Zero commute, working in your PJs, doing your laundry during the workday — freelancing sure sounds appealing, doesn’t it?
But then you think about happy hour with colleagues, learning from incredibly smart, experienced colleagues, and working with big, national brands. And then agency life sounds pretty sweet, too.
[bctt tweet “Agencies come with security, while freelancing brings flexibility.”]
It’s an age-old debate: agency or freelance? Freedom vs stability? Autonomy vs relationships?
Freelance vs Agency: Which One Is Better?
There’s no right answer, but here are some pros and cons of each:
Freelancing: The Good
- Let’s start with arguably the biggest benefit of freelancing: flexibility. You can work where you want, when you want. If you want to take a nap at 2pm, there will be no one to stop you. You can take as much vacation time as you want, wake up when you want, and squeeze in your personal chores and errands during the workday.
- You get to choose the projects you take on and you can be as picky as you’d like. If you aren’t interested in the company or if you sense a problem client, you are free to reject them. No one will force you to do something you don’t want to do.
- As a freelancer, you’re your own boss. If you have a brilliant idea and want to create a mockup to show your client, you don’t need to ask anyone for permission. Decisions are made much faster and you have full autonomy to do whatever you think is best.
Freelancing: The Ugly
- As wonderful as it is to wear your PJs or yoga pants around the house everyday, there isn’t anyone there to wear them with you. Freelancing can be very isolating and lonely. Most of your communication occurs via email or phone, and you don’t have the chance to collaborate or brainstorm with colleagues.
- As a freelancer, your workload will naturally ebb and flow. There will be some months where you’ll be incredibly busy, and others where you’re twiddling your thumbs, waiting for the next project. You’ll also have to make sure to devote enough time to get out there and network to land those future clients (time that you aren’t getting paid for).
Agency Life: The Good
- You have a much bigger sense of security in an agency than when you’re freelancing. You always know when you’ll paid and how much your paycheck will be.
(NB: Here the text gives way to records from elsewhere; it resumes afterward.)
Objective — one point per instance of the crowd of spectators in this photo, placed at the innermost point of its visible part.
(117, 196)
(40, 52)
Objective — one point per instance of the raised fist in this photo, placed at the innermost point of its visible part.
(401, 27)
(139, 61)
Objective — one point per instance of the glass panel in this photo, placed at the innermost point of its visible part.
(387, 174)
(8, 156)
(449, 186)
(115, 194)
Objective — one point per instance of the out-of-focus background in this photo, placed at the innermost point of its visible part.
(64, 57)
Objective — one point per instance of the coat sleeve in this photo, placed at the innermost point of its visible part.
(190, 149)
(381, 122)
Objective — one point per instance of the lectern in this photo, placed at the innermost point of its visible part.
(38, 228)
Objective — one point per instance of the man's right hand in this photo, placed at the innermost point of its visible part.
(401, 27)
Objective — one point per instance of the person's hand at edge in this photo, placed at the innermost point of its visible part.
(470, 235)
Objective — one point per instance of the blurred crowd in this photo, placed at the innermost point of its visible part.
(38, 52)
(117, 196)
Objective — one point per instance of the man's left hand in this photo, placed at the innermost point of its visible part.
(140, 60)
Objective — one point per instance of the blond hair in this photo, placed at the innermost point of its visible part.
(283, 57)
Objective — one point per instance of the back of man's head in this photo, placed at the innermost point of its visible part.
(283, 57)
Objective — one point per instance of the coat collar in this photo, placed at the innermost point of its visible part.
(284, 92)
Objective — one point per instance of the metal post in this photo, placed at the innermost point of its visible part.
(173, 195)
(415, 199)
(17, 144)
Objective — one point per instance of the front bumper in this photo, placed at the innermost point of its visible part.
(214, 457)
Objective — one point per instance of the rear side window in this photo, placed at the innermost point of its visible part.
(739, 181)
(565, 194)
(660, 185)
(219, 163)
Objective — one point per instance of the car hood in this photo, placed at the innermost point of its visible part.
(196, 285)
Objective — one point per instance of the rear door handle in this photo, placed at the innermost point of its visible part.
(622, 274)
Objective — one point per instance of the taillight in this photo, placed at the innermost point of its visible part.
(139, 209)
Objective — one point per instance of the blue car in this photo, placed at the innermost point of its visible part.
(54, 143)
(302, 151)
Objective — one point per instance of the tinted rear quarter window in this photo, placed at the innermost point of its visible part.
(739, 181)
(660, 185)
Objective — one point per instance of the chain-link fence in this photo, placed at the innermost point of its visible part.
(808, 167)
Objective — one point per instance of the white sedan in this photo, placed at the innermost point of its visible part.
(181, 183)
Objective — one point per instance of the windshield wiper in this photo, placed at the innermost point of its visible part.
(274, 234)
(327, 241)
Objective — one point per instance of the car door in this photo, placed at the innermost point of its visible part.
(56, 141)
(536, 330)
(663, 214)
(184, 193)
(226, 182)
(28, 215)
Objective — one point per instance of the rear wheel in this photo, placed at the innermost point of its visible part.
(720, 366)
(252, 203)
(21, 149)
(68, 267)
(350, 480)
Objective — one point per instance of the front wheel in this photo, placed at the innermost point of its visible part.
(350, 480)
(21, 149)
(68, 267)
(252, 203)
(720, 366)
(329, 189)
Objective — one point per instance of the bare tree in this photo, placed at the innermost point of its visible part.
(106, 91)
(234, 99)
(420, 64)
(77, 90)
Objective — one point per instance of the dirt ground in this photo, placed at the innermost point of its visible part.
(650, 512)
And, because you don’t have to land new clients, you’ll save a ton of time that you can devote to doing what you love.
- It’s inspiring to be surrounded by creative, smart people. You’ll learn from your colleagues, develop relationships, and spark your creativity in group brainstorming sessions. It’s a powerful thing to work around leaders in your field.
- Agencies give you the opportunity to work with a diverse client portfolio and work on different projects. With freelancing, you can sometimes get stuck working with clients in the same industry or doing the same kind of projects. In an agency, you are more likely to work with clients in different fields and have the opportunity to learn new skills or take on different tasks.
Agency Life: The Ugly
- You don’t have as much freedom about the type of projects you work on. This isn’t true for all agencies however, and if you find the right agency, you should be able to have a say in what you do and don’t want to do.
- The bigger the agency, the more corporate hurdles you’ll have to put up with. You’ll have to deal with bureaucracy, review cycles, and approvals before you want to start any new project. And, if the agency isn’t that big, you’ll likely still have to navigate the cliquey office environment
Just like with any job, there are perks and perils to both freelancing and agency life. The one that is “best” for you may change over time. Perhaps you want to spend more time with your family, so you go with freelancing. Or, you want to develop your skills and you decide to go with an agency. It’s all about identifying your priorities and seeing which working style fits that the best.
And, if you still can’t decide? Get the best of both worlds. Work full-time at an agency and freelance on the side.
And don’t let anyone tell you that you can’t wear your PJs to the office.